Friday, June 29, 2007

Holiday Reading Round-up

I never quite finished telling you all about the other two books I read in Cornwall... well, let's do a little round-up, for those dying with suspense. You already know the two which were 50-Books-Author-Repeats, if you get my meaning, One Pair of Feet by Monica Dickens and A Winter Book by Tove Jansson. Well, the other two were banned from the list for other reasons...

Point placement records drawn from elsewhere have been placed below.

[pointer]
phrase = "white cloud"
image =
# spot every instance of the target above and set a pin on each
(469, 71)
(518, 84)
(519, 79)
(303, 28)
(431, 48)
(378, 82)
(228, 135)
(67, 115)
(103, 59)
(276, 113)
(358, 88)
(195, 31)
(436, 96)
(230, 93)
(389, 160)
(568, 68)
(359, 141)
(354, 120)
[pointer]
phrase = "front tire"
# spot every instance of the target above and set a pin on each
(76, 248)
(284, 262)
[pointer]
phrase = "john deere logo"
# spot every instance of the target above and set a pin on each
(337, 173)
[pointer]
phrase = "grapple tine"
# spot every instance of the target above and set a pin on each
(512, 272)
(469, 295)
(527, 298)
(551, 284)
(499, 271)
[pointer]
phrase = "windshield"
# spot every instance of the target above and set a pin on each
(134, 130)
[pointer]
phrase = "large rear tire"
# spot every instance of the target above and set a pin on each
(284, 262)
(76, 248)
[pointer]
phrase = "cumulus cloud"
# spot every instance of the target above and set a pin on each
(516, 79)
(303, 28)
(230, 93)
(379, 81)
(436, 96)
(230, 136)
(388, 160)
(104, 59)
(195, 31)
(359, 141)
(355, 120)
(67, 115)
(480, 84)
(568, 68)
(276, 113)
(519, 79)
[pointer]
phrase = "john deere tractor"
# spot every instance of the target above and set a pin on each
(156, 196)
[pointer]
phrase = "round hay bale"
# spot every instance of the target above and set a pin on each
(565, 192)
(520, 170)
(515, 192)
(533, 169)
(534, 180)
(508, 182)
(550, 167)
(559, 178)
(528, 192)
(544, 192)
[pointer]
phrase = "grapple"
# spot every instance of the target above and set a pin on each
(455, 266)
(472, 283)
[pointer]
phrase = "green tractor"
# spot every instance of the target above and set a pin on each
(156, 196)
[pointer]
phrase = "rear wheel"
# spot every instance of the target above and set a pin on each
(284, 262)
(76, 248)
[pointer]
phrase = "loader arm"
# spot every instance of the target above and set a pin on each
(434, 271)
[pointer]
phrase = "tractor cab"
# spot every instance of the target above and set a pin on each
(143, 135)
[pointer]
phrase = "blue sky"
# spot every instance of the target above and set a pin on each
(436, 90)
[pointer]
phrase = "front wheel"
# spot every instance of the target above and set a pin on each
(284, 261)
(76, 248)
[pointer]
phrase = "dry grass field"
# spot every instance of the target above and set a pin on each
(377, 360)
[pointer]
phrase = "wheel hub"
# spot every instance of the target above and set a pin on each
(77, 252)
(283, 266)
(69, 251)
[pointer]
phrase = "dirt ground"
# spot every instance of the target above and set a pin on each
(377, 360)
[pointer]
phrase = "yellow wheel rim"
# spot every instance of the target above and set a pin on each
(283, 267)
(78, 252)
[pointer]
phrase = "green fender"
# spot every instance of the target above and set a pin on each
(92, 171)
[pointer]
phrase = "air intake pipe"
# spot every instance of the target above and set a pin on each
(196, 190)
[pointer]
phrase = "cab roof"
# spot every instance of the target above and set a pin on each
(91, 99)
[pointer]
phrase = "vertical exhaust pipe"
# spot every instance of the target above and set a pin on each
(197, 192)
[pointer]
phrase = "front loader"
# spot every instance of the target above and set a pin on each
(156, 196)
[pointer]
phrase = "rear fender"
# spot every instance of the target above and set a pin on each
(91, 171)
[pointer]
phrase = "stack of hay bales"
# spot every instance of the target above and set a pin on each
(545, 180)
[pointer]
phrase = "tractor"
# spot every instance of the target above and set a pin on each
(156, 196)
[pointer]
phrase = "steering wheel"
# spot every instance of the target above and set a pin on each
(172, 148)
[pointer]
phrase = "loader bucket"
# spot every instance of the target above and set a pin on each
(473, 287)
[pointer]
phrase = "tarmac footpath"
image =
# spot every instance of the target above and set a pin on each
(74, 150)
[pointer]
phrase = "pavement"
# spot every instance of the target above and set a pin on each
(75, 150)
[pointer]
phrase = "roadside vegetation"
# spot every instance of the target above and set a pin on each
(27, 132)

The Pursuit of Love by Nancy Mitford was deemed too well known to make the list, and its renown is well deserved. Narrated by Fanny, this comic novel documents the exploits of the, erm, something-family. I can't remember their names... will give some blog reader a chance to look well-read(!) Linda's love adventures form the central focus, and as she dashes around Europe, making unsuitable matches, the reader is enthralled and amused in equal amounts. Uncle Wotsit is a brilliant creation, though a loathsome man, and if the novel is stuffed with upper-class references no longer relevant, Mitford at least shows that they're on the way out, and treats them with fondness. The family might seem hyperbolically strange... if it weren't for the strangeness of Mitford's own family.

And Elizabeth Myers' A Well Full Of Leaves doesn't make the '50 Books You Must Read But May Not Have Heard About' because any life could be lived quite contentedly without reading a page of this novel. Shame. Myers' letters were my favourite read last year, but my chief impression of this novel, published in 1942, is that it could have done with some heavy editing. Almost everything that anyone says is accompanied by an exclamation mark, however mundane, and the whole novel is simply too earnest for me, especially coming straight after Monica Dickens. Nothing wrong with earnestness, per se, but not to this extent.
The narrator is quite like Fanny in Mitford's novel, inasmuch as she alone is left unaffected by a whirlwind of melodrama - in A Well Full Of Leaves, the effects of a loveless mother are seen on a family of working class children. Before her time, perhaps, since Waterstones now seems to sell little other than 'Tragic Life Stories'. I can see why people write these things, cathartic and so forth (though Myers makes no pretence that hers is based on fact), but why on earth do people want to read them?